Proposals in four states that would have increased taxes on
travel agencies have been dropped, which ASTA estimates will save agencies
nearly $63 million a year.
ASTA launched grassroots campaigns against proposals in
Illinois, Maine, Ohio and Pennsylvania. Pennsylvania was the last of the four
to remove an agent tax from its budget on Oct. 30, ASTA said.
ASTA said "vague wording" made it difficult to
determine the exact impact the taxes would have had on agencies. For instance,
Maine and Pennsylvania said the tax would be levied on "travel arrangement
and reservation services." The Society estimated it would have cost
agencies in Illinois $22.2 million per year in new taxes, $994,000 in Maine,
$23.2 million in Ohio, and $16.2 million in Pennsylvania.
Because of ASTA's grassroots campaigns in the four states,
legislators received hundreds of advocacy messages from agents led by ASTA
chapter presidents Jesse Guerra (Midwest), Andy Holmes (Maine), Claudia Darling
(Mid America) and multiple members in Pennsylvania.

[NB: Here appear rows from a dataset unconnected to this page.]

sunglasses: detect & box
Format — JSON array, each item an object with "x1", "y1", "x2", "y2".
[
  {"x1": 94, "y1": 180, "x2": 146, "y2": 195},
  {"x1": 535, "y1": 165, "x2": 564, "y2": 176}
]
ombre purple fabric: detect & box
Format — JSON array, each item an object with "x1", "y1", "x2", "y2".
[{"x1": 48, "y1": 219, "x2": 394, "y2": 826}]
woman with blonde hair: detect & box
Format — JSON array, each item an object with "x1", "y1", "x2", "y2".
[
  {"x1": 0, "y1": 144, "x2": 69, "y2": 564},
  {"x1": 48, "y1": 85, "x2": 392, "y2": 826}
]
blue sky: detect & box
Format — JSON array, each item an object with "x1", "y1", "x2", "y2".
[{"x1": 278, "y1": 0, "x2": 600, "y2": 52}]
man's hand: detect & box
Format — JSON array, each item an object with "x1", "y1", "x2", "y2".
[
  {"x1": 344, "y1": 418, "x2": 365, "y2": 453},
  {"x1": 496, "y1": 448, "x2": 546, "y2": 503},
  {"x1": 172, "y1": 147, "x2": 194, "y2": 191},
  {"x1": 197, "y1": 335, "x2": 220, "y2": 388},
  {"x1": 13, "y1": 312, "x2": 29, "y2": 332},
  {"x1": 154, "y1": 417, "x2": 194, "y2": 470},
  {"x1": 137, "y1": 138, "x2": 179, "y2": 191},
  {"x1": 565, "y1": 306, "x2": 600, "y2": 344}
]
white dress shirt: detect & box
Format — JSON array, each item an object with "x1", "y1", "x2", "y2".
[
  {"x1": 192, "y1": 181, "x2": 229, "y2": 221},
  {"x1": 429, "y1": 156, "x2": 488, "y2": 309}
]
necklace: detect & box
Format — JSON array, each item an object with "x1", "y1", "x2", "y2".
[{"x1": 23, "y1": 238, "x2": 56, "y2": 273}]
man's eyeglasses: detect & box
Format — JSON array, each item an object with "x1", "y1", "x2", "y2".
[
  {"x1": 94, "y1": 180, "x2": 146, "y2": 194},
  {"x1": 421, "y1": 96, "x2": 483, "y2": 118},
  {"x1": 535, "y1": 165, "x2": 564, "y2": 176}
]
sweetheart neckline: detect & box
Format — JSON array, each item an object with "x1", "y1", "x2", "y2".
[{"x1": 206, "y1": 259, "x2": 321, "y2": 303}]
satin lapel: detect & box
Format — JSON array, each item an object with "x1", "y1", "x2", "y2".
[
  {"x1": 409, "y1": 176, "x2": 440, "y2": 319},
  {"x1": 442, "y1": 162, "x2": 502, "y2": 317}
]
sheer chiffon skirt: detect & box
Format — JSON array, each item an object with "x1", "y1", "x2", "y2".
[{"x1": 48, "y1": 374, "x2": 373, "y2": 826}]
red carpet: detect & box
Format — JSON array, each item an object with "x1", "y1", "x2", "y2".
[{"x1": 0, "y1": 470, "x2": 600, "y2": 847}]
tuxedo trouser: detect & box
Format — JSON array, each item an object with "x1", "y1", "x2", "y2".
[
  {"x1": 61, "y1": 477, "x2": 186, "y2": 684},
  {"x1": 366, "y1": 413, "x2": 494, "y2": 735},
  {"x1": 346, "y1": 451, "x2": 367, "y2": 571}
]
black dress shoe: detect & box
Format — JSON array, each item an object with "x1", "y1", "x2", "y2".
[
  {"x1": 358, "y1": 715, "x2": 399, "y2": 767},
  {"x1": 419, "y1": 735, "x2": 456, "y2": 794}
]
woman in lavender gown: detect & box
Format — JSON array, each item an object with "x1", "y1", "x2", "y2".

"Expanding state sales taxes to travel agency services
would have been devastating to our industry, and in defeating these proposals
in four states -- guided by headquarters -- ASTA members have set the gold
standard for grassroots engagement," said Eben Peck, ASTA executive vice
president of advocacy. "We applaud both their efforts and these state
legislators' decisions to drop these proposals from their budgets."